Para a mentalidade arcaico-solar, o guerreiro é símbolo da energia espiritual que cosmiza o caos, ou seja, aquele que se supera a si próprio, que enfrenta com êxito os estados-limite. Por isso, Marte, deus da guerra, era também uma divindade protectora e agrícola.
À noite realiza-se o jantar na "casa da festa" só com a presença dos membros da confraria e dos cozinheiros. Independentemente do estado alcoólico em que fiquem, no dia seguinte, mal a gaita toque, todos têm de estar presentes. É a ideia de ser posto à prova, uma constante nas Festas de Rapazes.

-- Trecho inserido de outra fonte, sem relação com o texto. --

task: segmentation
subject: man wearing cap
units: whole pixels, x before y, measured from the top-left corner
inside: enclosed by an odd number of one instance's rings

Dia 26, é o dia dedicado a Santo Estevão (o primeiro mártir do cristianismo e padroeiro dos Rapazes). Há missa solene. Ao almoço elegem-se os Mordomos do ano seguinte. De seguida, os rapazes vão pedir autorização aos pais das raparigas para elas participarem no jantar da noite que se realiza em mesas separadas. A Festa encerra com um baile. Depois de separados por três dias, os princípios masculino e feminino, simbolizados pelos rapazes e pelas raparigas, voltam a unir-se. Ultimamente, em Trás-os-Montes, tem crescido o número de Festas de Raparigas. É provável que elas existissem em tempos pré-cristâos, baseadas nos mistérios de Artémis e nos seus ritos de passagem, e que depois não resistiram ao advento da cultura judaico-cristã...
Bibliografia: "A Alma Secreta de Portugal", de Paulo Alexandre Loução.
5 comments:
Muito interessante ! Tenho aprendido muito da História -e com as histórias- que aqui leio.
Obrigada.
Mais um livro a publicar.
"CARETOS III"
Muito legal manterem uma tradição, não é?
Bonito ver os rapazes se guardarem, fazerem segredos, beberem, e depois, na hora séria, estarem apostos!! Assim tudo continuará para o ano que vem. Apesar de tudo, ou em tudo, tem sempre uma dose de responsabilidade e ordem...
Muito legal saber das origens da terra de minha avó, que contada por você com tanta facilidade e beleza me encanta.
Um beijo grande querido!
CON
Caretos... que bom lembrar essa tradição. Não a sabia nos pormenores. Obrigada pela partilha!
VAMOS TER MAIS UM EPISÓDIO PARA "REMATAR" OS CARETOS.
Muito interessantes estes ritos ancestrais qua ainda são mantidos nesta região.